Del cielo cayó. En el apagón, sacando libros, un retrato empujó un recuerdo de Andrea, y lo destruyó. Me apené mucho, decidí no tener nada más en el estante de los libros. Barrí los pingüinitos, tristemente, el único regalo que me quedaba de ella. Luego leí con velas y me sentí algo mejor. Finalmente, el cielo me regaló un momento hermoso. La posibilidad de atender a un pichón.
Habías caído del techo. Tiritabas víctima de la noche hostil, invierno cruel. Logré entonces ponerte a salvo del gordo y miserable gato de mi madre, que ya estaba pensando en engullirte.

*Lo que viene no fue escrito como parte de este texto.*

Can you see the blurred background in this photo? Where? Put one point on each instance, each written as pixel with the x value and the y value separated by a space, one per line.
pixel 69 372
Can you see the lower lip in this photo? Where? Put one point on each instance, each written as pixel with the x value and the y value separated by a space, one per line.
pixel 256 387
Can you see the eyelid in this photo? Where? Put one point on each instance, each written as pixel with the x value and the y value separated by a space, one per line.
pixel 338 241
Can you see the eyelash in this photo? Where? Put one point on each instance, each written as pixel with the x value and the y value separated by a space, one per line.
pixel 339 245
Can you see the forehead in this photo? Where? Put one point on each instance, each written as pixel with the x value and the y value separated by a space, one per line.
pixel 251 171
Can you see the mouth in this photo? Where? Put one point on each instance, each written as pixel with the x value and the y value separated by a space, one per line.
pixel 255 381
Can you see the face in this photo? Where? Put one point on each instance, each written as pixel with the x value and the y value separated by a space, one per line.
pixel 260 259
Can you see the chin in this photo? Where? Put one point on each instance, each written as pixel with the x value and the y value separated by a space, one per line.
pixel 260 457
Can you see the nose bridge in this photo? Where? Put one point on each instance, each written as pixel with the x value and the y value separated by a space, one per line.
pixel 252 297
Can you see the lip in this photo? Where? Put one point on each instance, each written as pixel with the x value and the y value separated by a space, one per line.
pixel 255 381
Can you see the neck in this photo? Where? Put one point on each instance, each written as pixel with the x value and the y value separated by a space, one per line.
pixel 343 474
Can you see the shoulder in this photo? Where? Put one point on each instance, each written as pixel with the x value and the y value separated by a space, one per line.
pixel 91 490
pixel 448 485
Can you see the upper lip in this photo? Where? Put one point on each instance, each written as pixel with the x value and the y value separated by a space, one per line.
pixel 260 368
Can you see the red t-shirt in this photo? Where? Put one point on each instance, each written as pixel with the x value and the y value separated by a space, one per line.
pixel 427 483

Tuve que gritarle su vida y ahuyentarlo para que no te haga nada.
Pasado el trauma y habiendo entrado bajo techo, te acurruqué sobre un pantalón, en la cama de arriba de mi camarote. Tus patitas pequeñas y tus plumas esponjosas revelaban tu reciente nacimiento. No pude dejarte solito a la intemperie. Te tomé entre mis manos, una bajo tus patitas, la otra sobre ti para darte calor. Acaricié tu cabecita, tu cuellito, tus alas hacia arriba en ondulantes y suaves movimientos que lograban que tus grises párpados se cerraran y dejaras por fin de tiritar. Frágil, débil, pequeño. Humedecí mis dedos y te dedí de beber. En una cajita coloqué un poco de aserrín, migajitas de pan y un potecito de agua. Sobre ella la luz de lectura...
Mañana veremos qué hacer. Te compraremos alpiste, te daremos de beber. Por mí quédate hasta que puedas volar, por suerte no estás herido. Hoy te quedarás. Confía en mí, haré lo que esté a mi alcancé. Pero recuerda, solo es momentáneo, habrás de irte. No mires atrás. Vive, crece, vuela. Sé libre. Te recordaré.